Secondo quanto riportato dal Times of Israel, l'esercito israeliano (Idf) ha confermato che entrambi i terroristi coinvolti nell'attacco sono stati neutralizzati dalle forze di sicurezza. Uno dei due è stato ucciso dalla polizia nei pressi di Tzur Yitzhak, mentre il secondo, ferito, è riuscito inizialmente a fuggire. Dopo una caccia all'uomo, il secondo attentatore è stato eliminato vicino a Taiba, una cittadina della Cisgiordania.
In risposta all'attacco, l'Idf ha accerchiato diversi villaggi palestinesi nella zona e ha chiuso il valico di frontiera con la Cisgiordania. L'attacco è iniziato presso una stazione di servizio a Kokhav Ya'ir, per poi proseguire a Tzur Yitzhak e lungo un'altra strada della zona.
Le sparatorie si sono verificate in tre diverse località, tutte situate vicino alla barriera di sicurezza della Cisgiordania. Un uomo di circa 30 anni è stato ucciso sulla Strada 5533, nei pressi di Tzur Natan, mentre altre cinque persone sono rimaste ferite in diversi punti.

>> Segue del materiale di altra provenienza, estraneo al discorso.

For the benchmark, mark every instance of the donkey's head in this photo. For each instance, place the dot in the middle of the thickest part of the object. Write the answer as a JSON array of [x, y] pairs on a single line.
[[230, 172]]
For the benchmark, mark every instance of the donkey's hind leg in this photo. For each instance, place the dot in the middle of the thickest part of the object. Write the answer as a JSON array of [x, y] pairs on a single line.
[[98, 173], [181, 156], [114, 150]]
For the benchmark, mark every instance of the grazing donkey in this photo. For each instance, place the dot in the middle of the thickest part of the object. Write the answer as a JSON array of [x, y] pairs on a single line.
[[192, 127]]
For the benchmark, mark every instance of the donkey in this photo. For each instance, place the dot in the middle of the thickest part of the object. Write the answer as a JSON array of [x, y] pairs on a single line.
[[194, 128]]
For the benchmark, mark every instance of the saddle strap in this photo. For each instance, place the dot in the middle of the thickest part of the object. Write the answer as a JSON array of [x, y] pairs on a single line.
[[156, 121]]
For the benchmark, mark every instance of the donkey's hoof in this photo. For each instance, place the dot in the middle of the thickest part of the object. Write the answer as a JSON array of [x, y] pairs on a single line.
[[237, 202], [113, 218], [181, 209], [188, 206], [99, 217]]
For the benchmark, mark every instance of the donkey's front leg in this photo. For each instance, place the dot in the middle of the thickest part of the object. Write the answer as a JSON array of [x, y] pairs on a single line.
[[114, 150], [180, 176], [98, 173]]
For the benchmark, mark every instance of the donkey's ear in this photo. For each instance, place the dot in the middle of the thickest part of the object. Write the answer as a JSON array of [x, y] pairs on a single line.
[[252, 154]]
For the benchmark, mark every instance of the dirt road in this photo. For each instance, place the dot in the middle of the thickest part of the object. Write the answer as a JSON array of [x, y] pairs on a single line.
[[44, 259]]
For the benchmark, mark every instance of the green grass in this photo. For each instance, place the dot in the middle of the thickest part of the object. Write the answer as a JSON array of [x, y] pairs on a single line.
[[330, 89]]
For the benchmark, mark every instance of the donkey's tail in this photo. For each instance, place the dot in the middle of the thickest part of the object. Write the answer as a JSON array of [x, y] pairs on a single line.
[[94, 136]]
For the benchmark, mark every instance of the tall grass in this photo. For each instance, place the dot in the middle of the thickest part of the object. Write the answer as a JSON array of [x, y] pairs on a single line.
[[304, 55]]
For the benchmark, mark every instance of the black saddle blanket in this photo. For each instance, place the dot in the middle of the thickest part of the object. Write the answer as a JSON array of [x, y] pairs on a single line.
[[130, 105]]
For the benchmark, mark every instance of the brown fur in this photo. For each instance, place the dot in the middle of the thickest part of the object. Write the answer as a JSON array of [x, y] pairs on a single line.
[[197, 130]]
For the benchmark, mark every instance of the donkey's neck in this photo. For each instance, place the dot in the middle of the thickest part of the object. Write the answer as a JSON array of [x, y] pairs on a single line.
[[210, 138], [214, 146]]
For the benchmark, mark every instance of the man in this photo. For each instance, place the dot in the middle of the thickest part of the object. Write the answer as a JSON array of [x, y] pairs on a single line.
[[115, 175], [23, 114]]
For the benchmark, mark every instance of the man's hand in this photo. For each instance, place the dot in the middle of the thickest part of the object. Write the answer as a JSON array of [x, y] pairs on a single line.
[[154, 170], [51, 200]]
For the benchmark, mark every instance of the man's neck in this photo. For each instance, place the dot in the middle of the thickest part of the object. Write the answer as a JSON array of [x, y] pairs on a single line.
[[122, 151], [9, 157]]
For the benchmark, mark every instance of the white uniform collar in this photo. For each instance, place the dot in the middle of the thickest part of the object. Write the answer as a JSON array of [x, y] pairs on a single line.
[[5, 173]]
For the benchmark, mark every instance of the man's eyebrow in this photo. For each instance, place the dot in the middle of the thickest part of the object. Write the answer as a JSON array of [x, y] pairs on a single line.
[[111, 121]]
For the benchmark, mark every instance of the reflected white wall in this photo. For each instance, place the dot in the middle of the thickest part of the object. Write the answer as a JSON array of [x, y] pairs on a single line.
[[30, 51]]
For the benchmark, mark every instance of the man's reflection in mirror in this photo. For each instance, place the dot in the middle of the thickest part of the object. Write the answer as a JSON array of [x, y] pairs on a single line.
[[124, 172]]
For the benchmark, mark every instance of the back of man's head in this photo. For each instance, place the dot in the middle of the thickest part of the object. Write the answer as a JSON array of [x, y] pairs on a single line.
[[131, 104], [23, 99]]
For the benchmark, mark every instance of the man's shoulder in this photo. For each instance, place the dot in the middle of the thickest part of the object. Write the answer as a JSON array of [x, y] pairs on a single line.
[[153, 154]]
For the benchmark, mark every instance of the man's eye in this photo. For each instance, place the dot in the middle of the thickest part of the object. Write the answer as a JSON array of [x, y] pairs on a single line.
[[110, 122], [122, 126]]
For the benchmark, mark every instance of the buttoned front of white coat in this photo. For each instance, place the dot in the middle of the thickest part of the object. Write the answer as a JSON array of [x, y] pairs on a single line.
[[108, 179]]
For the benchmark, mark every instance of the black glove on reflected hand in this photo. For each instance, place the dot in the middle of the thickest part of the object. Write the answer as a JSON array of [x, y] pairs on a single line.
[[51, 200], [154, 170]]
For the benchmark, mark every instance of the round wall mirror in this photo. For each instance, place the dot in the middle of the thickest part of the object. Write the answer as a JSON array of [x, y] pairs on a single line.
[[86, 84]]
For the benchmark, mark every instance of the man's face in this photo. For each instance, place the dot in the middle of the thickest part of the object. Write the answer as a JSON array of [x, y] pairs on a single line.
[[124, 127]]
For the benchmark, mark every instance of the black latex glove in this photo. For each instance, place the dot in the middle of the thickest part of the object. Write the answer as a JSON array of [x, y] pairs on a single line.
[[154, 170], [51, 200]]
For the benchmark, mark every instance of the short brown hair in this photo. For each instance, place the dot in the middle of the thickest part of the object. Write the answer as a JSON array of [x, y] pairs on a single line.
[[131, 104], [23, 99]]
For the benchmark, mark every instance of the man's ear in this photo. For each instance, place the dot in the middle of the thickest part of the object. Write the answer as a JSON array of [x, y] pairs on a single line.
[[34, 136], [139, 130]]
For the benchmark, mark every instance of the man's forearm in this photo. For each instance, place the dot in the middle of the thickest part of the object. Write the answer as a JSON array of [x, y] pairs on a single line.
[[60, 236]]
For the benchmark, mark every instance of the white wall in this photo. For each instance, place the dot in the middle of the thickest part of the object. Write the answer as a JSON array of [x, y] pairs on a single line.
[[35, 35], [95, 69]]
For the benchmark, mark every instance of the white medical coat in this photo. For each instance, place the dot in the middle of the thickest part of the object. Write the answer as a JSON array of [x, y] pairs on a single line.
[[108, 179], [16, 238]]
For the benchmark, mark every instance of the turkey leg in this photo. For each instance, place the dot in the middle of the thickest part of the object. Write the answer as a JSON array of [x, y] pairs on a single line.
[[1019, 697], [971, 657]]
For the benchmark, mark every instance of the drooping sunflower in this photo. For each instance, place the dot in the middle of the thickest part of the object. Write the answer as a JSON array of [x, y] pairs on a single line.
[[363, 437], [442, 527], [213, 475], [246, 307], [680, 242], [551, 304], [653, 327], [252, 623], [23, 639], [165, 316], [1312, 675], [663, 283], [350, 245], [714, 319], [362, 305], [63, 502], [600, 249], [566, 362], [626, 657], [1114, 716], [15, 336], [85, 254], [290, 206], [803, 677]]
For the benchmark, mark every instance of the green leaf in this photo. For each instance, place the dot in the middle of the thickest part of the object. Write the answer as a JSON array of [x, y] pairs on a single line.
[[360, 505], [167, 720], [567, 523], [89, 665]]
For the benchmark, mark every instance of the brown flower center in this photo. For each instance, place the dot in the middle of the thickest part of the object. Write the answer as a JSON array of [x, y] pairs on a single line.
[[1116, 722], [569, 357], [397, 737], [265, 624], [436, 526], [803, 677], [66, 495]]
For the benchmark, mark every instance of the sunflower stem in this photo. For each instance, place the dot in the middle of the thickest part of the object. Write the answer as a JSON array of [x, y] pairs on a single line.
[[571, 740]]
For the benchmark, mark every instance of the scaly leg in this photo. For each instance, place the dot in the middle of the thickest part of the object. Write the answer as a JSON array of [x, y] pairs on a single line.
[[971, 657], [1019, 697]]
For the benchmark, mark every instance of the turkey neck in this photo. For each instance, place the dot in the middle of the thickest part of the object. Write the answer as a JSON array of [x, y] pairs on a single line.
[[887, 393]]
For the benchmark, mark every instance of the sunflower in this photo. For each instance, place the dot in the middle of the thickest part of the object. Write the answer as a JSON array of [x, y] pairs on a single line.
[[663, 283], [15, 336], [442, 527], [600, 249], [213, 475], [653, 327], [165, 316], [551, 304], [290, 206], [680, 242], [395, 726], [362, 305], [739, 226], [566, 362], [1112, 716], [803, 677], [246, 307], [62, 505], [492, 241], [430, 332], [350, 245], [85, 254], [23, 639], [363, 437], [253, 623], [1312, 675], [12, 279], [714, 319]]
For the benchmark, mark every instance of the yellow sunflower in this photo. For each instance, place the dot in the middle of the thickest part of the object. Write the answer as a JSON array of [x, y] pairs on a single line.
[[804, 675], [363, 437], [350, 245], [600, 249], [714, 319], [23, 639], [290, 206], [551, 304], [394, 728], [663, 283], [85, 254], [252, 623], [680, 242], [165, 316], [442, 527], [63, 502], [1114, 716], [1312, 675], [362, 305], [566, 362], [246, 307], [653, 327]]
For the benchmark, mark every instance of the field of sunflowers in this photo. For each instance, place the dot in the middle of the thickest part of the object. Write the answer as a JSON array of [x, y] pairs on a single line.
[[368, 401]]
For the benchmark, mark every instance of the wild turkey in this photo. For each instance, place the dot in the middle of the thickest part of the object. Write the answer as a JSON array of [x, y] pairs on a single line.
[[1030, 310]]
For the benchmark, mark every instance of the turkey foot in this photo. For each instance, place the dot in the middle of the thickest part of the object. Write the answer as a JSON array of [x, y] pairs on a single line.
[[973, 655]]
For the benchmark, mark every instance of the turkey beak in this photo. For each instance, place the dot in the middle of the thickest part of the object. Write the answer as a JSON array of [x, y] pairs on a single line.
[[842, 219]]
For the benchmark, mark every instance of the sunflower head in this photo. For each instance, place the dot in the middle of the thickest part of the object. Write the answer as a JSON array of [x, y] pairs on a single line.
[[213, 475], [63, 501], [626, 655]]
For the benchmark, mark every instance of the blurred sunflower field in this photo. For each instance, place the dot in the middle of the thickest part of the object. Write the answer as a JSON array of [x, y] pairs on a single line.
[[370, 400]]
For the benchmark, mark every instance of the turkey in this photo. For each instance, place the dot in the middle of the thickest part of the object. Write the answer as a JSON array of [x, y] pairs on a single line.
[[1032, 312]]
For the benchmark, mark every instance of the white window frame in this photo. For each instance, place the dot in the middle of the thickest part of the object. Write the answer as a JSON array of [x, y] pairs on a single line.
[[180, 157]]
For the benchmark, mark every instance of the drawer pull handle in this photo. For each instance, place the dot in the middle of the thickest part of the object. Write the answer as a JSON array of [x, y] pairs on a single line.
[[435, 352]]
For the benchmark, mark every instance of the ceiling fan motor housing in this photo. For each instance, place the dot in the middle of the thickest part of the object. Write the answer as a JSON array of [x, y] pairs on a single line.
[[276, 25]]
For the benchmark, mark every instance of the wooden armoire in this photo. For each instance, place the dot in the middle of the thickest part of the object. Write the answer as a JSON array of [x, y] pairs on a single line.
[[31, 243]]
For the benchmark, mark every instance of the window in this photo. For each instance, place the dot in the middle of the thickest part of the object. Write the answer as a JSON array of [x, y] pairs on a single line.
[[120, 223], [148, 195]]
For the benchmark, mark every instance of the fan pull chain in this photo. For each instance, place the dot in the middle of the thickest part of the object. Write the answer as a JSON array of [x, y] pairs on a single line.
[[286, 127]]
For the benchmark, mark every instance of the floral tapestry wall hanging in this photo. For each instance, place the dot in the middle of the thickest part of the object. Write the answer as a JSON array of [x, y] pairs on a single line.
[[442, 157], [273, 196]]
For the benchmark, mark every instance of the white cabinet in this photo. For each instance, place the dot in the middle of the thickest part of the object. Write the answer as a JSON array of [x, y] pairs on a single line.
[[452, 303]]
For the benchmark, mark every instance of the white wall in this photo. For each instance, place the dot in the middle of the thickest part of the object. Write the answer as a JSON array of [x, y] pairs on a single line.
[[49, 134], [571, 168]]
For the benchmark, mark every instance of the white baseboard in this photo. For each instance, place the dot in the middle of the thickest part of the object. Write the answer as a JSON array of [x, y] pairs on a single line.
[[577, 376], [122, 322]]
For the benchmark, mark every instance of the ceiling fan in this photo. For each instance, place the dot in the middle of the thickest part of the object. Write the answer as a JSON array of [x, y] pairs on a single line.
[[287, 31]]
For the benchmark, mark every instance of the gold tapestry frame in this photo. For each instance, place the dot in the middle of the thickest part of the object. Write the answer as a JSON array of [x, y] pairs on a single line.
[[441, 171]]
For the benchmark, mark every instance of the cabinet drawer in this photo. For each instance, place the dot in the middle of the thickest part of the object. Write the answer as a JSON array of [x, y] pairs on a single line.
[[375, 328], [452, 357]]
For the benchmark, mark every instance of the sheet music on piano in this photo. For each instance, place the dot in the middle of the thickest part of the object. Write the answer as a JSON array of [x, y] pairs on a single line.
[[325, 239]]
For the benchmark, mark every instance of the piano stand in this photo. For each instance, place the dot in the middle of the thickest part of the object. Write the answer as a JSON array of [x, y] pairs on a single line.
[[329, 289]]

A Tzur Yitzhak è stato emesso un allarme per il rischio di infiltrazione di terroristi, e ai residenti è stato chiesto di rimanere nelle proprie abitazioni. Squadre dell'Agenzia di sicurezza israeliana e dello Shin Bet sono state inviate sul luogo degli attentati. Un portavoce dell'Idf ha dichiarato che le forze sono arrivate a Salait e Zuk Yitzhak, dove il terrorista è stato neutralizzato, e stanno perlustrando la zona alla ricerca di altri eventuali terroristi.